Created a document-term-matrix, removed the sparse terms, and performed a hierarchical clustering.
dtm <- DocumentTermMatrix(corpus)
dtm
## <<DocumentTermMatrix (documents: 3, terms: 38983)>>
## Non-/sparse entries: 57199/59750
## Sparsity : 51%
## Maximal term length: 95
## Weighting : term frequency (tf)
dtm <- removeSparseTerms(dtm, 0.5)
dtm
## <<DocumentTermMatrix (documents: 3, terms: 12940)>>
## Non-/sparse entries: 31156/7664
## Sparsity : 20%
## Maximal term length: 18
## Weighting : term frequency (tf)
dtmClust <- hclust(dist(dtm), method = "ward")
## The "ward" method has been renamed to "ward.D"; note new "ward.D2"
plot(dtmClust)
Created a k-means clustering of the documents as well.

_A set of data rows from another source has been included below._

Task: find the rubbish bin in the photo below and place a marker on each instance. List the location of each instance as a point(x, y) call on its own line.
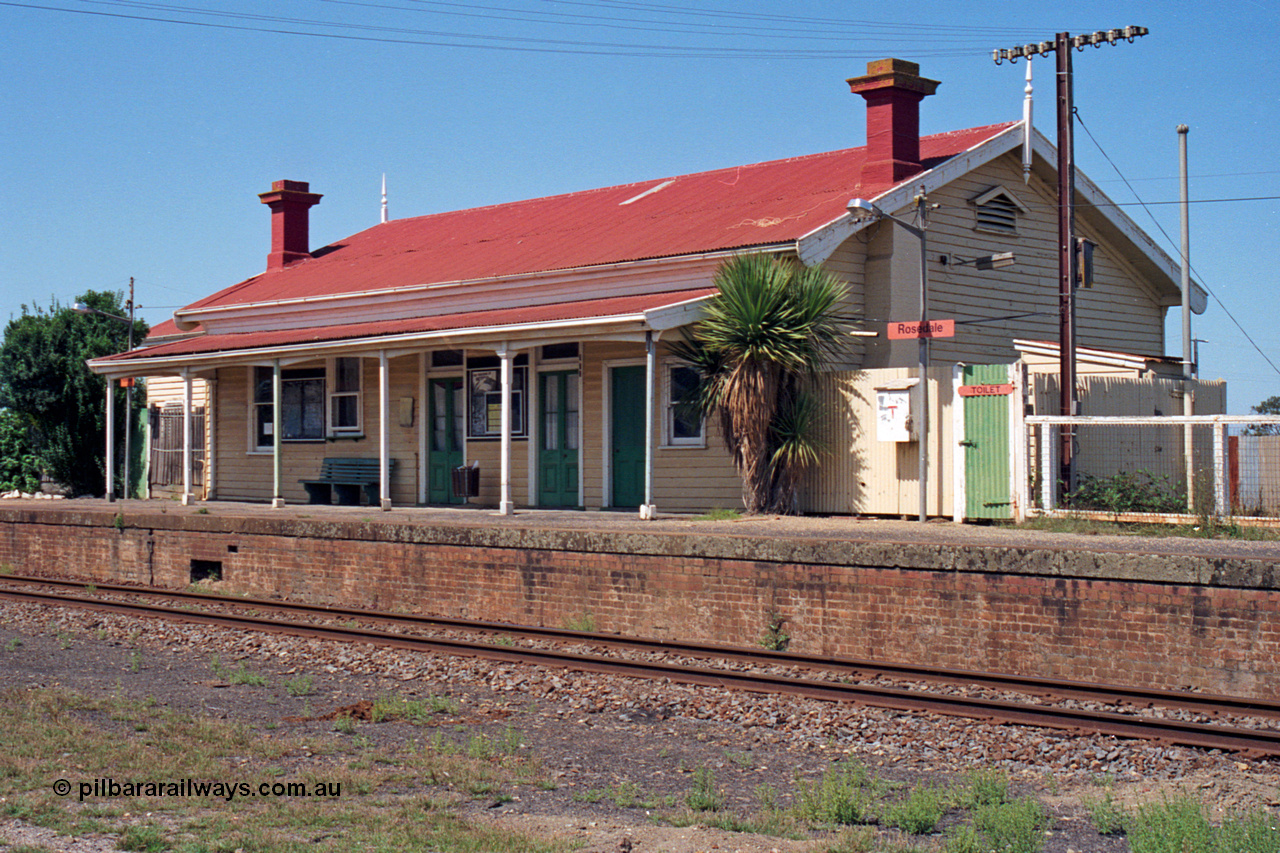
point(466, 480)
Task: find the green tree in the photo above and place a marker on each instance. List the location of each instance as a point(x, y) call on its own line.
point(758, 349)
point(1269, 406)
point(19, 468)
point(44, 378)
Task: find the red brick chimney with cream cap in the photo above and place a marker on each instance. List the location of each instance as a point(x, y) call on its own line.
point(291, 238)
point(894, 90)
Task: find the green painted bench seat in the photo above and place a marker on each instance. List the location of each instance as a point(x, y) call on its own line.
point(344, 478)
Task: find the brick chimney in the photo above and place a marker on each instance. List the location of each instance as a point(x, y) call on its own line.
point(291, 238)
point(894, 90)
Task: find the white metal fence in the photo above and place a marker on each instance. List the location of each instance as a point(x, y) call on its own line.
point(1168, 468)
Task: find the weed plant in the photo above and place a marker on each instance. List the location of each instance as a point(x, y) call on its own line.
point(773, 637)
point(704, 796)
point(919, 813)
point(300, 685)
point(1106, 815)
point(846, 794)
point(1182, 825)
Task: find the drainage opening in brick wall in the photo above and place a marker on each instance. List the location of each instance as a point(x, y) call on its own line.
point(206, 570)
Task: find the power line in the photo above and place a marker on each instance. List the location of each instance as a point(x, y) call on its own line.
point(430, 39)
point(1170, 240)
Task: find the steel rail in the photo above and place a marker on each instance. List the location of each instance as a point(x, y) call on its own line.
point(1173, 731)
point(1137, 697)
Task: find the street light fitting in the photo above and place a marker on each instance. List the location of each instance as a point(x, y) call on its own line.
point(81, 308)
point(863, 210)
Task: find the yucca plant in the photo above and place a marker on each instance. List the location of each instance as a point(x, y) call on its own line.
point(758, 349)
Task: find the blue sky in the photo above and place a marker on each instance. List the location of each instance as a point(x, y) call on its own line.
point(132, 144)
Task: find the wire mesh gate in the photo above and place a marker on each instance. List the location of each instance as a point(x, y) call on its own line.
point(1175, 468)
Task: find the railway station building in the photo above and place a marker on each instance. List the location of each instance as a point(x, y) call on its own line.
point(529, 341)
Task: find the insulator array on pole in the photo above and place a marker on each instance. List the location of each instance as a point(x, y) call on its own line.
point(1079, 42)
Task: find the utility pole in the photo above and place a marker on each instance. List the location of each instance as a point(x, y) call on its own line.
point(128, 404)
point(1066, 243)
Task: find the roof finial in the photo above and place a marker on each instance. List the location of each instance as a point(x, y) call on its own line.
point(1027, 126)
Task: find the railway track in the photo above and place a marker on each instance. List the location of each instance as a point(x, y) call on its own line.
point(853, 674)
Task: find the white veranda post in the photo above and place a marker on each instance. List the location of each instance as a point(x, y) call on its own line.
point(186, 437)
point(384, 437)
point(504, 503)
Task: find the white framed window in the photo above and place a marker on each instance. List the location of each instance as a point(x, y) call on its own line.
point(681, 427)
point(307, 413)
point(346, 396)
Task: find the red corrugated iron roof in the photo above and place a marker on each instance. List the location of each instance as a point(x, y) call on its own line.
point(583, 310)
point(726, 209)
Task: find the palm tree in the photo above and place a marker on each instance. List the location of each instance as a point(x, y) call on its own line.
point(758, 350)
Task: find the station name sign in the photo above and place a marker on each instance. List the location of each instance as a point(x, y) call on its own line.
point(927, 329)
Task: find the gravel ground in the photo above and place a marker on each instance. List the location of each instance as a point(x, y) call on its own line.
point(598, 733)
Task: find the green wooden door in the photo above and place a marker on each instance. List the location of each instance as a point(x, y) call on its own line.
point(557, 452)
point(626, 436)
point(444, 448)
point(986, 446)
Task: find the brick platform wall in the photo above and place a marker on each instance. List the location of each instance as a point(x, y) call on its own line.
point(1223, 639)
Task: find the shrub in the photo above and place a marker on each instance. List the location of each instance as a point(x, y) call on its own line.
point(1128, 492)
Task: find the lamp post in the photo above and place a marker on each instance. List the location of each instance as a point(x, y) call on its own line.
point(864, 210)
point(81, 308)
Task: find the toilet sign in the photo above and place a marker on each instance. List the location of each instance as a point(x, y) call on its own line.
point(917, 329)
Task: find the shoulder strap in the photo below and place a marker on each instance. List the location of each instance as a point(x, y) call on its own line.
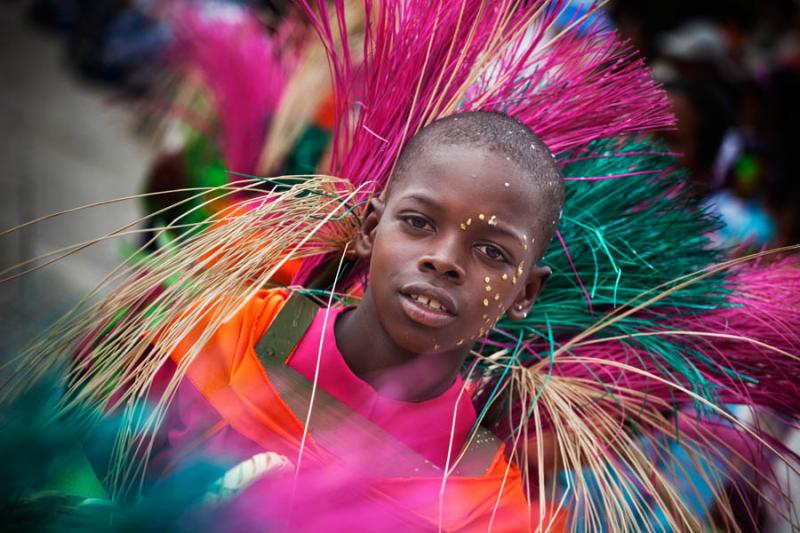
point(333, 418)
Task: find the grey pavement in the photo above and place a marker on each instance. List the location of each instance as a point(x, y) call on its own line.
point(63, 143)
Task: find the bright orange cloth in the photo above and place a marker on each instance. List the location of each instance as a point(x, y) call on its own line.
point(230, 376)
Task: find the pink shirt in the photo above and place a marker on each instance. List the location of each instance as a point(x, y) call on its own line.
point(423, 426)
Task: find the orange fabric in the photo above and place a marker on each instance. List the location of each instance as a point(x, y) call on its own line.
point(229, 375)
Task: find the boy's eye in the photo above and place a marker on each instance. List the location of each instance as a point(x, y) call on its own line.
point(418, 222)
point(492, 252)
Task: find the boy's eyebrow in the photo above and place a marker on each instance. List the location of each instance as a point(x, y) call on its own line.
point(422, 199)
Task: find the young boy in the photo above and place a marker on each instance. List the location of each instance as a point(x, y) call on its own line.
point(452, 246)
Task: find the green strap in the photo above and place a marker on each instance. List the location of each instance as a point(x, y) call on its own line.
point(331, 418)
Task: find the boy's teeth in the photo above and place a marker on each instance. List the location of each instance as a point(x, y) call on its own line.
point(430, 302)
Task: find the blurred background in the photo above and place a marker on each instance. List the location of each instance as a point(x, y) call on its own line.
point(84, 119)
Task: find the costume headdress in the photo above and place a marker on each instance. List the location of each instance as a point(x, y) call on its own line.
point(643, 334)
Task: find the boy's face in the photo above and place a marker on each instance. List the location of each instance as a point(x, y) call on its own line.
point(452, 248)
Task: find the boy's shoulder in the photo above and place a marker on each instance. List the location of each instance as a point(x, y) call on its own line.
point(236, 333)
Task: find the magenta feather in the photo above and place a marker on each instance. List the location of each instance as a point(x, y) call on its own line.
point(245, 70)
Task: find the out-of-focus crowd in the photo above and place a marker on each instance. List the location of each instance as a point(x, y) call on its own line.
point(732, 70)
point(731, 67)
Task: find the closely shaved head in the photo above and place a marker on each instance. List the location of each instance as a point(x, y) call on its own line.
point(502, 135)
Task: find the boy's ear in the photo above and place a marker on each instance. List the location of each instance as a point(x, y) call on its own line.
point(530, 290)
point(365, 239)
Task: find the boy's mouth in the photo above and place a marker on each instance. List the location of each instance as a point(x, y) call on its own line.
point(427, 305)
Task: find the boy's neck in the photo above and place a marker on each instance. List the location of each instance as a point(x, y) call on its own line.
point(393, 371)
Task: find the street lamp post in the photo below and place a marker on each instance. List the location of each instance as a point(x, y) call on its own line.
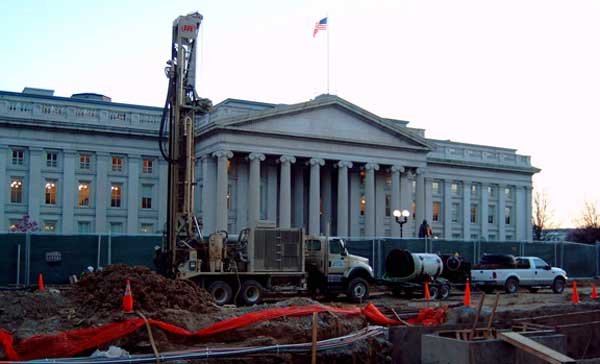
point(401, 218)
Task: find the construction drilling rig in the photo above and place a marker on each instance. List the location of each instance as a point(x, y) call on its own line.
point(181, 107)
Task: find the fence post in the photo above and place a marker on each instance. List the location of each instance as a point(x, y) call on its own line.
point(27, 258)
point(98, 254)
point(18, 265)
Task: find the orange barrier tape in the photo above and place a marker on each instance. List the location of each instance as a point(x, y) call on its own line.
point(70, 343)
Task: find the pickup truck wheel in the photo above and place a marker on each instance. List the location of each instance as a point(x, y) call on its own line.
point(558, 286)
point(358, 290)
point(444, 292)
point(221, 292)
point(252, 293)
point(511, 285)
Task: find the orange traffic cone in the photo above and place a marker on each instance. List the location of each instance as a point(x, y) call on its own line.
point(575, 295)
point(128, 299)
point(41, 283)
point(467, 297)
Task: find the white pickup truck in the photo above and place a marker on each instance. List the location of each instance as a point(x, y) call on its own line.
point(530, 272)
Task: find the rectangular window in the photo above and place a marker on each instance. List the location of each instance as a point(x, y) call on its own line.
point(84, 194)
point(115, 195)
point(388, 205)
point(435, 187)
point(116, 228)
point(18, 157)
point(16, 190)
point(363, 202)
point(454, 188)
point(507, 215)
point(474, 213)
point(84, 227)
point(117, 164)
point(436, 211)
point(85, 161)
point(50, 191)
point(147, 166)
point(474, 190)
point(50, 226)
point(147, 228)
point(455, 212)
point(491, 214)
point(51, 159)
point(147, 196)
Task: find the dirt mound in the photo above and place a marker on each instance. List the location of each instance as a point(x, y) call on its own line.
point(103, 291)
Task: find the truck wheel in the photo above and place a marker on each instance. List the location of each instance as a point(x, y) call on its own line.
point(511, 285)
point(434, 292)
point(221, 292)
point(558, 286)
point(358, 290)
point(252, 293)
point(444, 292)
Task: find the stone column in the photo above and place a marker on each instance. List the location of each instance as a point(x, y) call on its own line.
point(298, 204)
point(370, 169)
point(36, 193)
point(4, 182)
point(222, 184)
point(520, 215)
point(396, 201)
point(420, 199)
point(208, 194)
point(528, 231)
point(163, 190)
point(133, 192)
point(447, 209)
point(314, 203)
point(102, 191)
point(254, 188)
point(466, 209)
point(342, 203)
point(484, 210)
point(501, 216)
point(285, 191)
point(69, 191)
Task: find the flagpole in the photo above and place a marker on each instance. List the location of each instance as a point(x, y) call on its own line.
point(328, 31)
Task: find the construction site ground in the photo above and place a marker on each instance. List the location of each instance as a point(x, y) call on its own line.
point(96, 300)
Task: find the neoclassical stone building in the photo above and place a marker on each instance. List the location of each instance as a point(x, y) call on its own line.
point(85, 164)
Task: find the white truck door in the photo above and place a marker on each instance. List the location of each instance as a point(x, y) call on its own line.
point(544, 276)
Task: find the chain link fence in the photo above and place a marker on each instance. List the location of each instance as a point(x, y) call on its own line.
point(24, 256)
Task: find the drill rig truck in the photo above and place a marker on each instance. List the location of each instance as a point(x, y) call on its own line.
point(263, 258)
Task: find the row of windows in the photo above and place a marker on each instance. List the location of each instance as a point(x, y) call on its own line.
point(84, 190)
point(455, 214)
point(85, 227)
point(85, 161)
point(456, 191)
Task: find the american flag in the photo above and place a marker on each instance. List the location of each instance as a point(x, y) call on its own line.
point(320, 25)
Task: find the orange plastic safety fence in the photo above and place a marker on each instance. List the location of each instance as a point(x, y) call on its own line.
point(70, 343)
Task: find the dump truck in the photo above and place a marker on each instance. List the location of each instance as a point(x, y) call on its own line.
point(270, 260)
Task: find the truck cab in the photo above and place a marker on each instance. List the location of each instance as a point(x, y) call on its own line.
point(332, 270)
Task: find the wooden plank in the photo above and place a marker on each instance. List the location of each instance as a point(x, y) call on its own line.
point(534, 348)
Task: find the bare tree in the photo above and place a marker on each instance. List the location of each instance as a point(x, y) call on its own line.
point(588, 225)
point(543, 215)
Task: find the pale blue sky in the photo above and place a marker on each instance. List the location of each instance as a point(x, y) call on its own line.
point(523, 74)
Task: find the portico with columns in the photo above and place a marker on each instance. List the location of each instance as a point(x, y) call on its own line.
point(329, 166)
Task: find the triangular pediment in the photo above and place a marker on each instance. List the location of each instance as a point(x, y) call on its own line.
point(332, 118)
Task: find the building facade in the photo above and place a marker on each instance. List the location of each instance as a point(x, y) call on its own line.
point(84, 164)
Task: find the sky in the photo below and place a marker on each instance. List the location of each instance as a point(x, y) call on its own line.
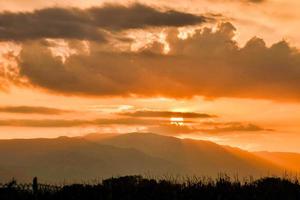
point(225, 71)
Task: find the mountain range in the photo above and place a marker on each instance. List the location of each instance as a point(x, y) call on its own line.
point(97, 156)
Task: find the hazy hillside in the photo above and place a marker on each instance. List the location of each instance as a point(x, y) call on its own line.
point(74, 159)
point(289, 161)
point(199, 157)
point(100, 156)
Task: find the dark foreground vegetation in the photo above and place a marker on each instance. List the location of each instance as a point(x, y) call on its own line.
point(139, 188)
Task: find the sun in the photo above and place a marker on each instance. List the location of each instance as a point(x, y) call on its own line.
point(178, 121)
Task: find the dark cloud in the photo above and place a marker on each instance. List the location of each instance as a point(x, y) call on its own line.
point(209, 64)
point(32, 110)
point(166, 114)
point(89, 24)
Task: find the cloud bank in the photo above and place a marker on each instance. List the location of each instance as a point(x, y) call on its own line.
point(32, 110)
point(88, 24)
point(210, 64)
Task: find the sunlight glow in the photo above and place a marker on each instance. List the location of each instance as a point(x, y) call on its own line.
point(178, 121)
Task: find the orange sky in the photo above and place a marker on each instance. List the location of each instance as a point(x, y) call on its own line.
point(82, 70)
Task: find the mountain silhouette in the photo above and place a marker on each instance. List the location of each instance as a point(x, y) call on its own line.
point(198, 157)
point(101, 156)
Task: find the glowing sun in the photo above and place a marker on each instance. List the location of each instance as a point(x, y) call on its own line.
point(178, 121)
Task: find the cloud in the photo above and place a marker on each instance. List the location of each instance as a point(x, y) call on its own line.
point(166, 114)
point(88, 24)
point(32, 110)
point(59, 123)
point(214, 128)
point(209, 64)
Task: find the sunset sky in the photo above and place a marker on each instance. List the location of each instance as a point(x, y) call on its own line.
point(221, 70)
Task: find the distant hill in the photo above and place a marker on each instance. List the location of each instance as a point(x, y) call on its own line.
point(74, 159)
point(198, 157)
point(289, 161)
point(101, 156)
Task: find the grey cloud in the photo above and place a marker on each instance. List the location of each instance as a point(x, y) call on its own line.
point(89, 24)
point(209, 64)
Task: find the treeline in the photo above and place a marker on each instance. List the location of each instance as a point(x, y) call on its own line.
point(139, 188)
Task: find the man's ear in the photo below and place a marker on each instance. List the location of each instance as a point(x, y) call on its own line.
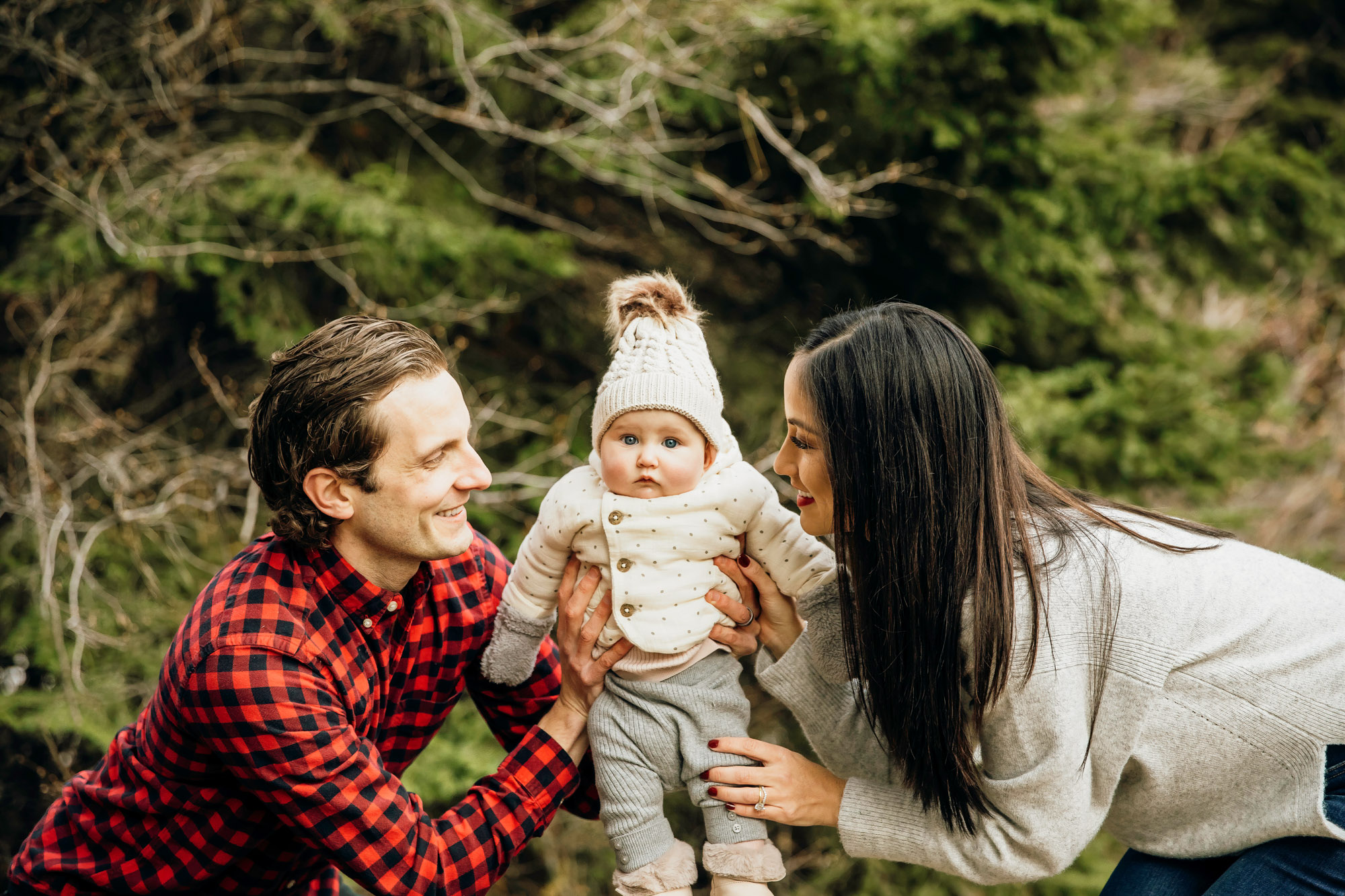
point(330, 493)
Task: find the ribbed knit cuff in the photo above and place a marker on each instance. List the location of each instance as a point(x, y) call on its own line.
point(723, 826)
point(644, 845)
point(880, 821)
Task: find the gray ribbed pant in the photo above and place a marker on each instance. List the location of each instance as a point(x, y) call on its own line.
point(649, 737)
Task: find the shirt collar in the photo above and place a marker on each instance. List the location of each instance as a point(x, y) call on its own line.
point(334, 575)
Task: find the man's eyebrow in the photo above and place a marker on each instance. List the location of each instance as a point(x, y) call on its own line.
point(439, 448)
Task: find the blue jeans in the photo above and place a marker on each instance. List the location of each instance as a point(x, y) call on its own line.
point(1285, 866)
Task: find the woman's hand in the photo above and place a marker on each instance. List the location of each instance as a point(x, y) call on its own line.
point(774, 616)
point(582, 674)
point(798, 791)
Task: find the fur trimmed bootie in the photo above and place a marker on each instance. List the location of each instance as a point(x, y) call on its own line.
point(669, 874)
point(731, 887)
point(742, 869)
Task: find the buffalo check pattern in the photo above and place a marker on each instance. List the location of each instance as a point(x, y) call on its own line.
point(291, 700)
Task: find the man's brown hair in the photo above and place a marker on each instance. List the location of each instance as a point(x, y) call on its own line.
point(315, 412)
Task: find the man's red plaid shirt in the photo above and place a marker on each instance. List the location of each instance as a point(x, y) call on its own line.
point(294, 696)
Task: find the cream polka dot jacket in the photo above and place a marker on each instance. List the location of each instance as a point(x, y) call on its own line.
point(657, 555)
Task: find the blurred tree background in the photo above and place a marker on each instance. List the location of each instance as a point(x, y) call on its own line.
point(1137, 209)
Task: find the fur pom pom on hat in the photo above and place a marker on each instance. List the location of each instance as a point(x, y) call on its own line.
point(660, 361)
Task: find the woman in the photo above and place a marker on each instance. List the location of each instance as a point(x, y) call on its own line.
point(1004, 666)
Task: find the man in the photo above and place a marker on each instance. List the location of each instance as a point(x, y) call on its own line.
point(322, 659)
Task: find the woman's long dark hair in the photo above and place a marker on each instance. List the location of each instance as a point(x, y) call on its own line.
point(935, 505)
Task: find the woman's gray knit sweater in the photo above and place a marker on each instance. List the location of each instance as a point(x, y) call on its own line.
point(1225, 684)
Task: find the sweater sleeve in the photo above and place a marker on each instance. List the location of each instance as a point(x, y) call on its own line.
point(796, 560)
point(1051, 803)
point(536, 581)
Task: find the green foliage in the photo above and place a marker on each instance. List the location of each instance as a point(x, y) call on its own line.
point(1110, 197)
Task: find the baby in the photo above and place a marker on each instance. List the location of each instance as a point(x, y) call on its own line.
point(665, 493)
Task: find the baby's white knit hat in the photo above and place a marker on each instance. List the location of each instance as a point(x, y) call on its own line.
point(660, 361)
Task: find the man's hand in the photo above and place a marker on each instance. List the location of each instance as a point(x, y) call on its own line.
point(582, 674)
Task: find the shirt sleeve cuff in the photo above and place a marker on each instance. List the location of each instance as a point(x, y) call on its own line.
point(543, 770)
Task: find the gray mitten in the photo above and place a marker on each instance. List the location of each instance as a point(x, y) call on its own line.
point(827, 639)
point(510, 657)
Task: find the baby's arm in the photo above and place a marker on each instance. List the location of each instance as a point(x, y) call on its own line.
point(527, 611)
point(796, 560)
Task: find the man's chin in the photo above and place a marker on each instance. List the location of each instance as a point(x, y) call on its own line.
point(451, 541)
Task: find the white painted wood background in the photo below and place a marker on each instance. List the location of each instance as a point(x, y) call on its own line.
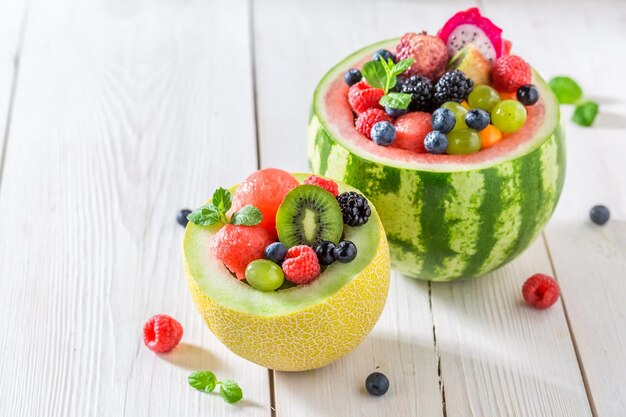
point(115, 114)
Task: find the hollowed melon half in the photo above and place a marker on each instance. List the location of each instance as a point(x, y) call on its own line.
point(298, 328)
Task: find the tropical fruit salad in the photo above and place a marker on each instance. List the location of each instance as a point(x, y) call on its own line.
point(288, 271)
point(455, 139)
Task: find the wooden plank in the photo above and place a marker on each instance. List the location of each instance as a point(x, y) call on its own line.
point(11, 20)
point(500, 357)
point(590, 262)
point(124, 113)
point(295, 44)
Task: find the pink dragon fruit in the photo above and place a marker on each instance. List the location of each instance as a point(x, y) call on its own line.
point(470, 27)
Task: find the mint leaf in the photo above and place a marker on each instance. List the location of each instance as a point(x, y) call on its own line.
point(247, 216)
point(396, 100)
point(202, 380)
point(206, 216)
point(566, 90)
point(402, 66)
point(230, 391)
point(375, 74)
point(585, 113)
point(222, 200)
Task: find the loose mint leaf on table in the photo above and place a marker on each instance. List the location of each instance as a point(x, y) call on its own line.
point(566, 90)
point(230, 391)
point(247, 216)
point(375, 74)
point(396, 100)
point(202, 380)
point(585, 113)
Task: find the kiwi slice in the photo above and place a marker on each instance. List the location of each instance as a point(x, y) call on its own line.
point(308, 215)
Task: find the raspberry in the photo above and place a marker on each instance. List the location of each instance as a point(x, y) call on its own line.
point(509, 73)
point(237, 246)
point(411, 129)
point(162, 333)
point(368, 119)
point(540, 291)
point(325, 183)
point(362, 97)
point(301, 265)
point(265, 189)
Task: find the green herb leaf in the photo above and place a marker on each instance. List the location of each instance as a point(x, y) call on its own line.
point(585, 113)
point(230, 391)
point(402, 66)
point(567, 90)
point(206, 216)
point(247, 216)
point(202, 380)
point(222, 200)
point(396, 100)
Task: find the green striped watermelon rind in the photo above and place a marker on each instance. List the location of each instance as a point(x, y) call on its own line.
point(446, 225)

dtmKMeans <- kmeans(dtm, 2)
dtmKMeans$cluster
## blogs.txt news.txt twitter.txt
## 1 1 2
The algorithmic development of the Shiny app will use a model to ensure an acceptable level of predictability. Care will be taken to ensure that any string of words not found in the training data will have a default set of predictions. It will use a Backoff model for the modeling.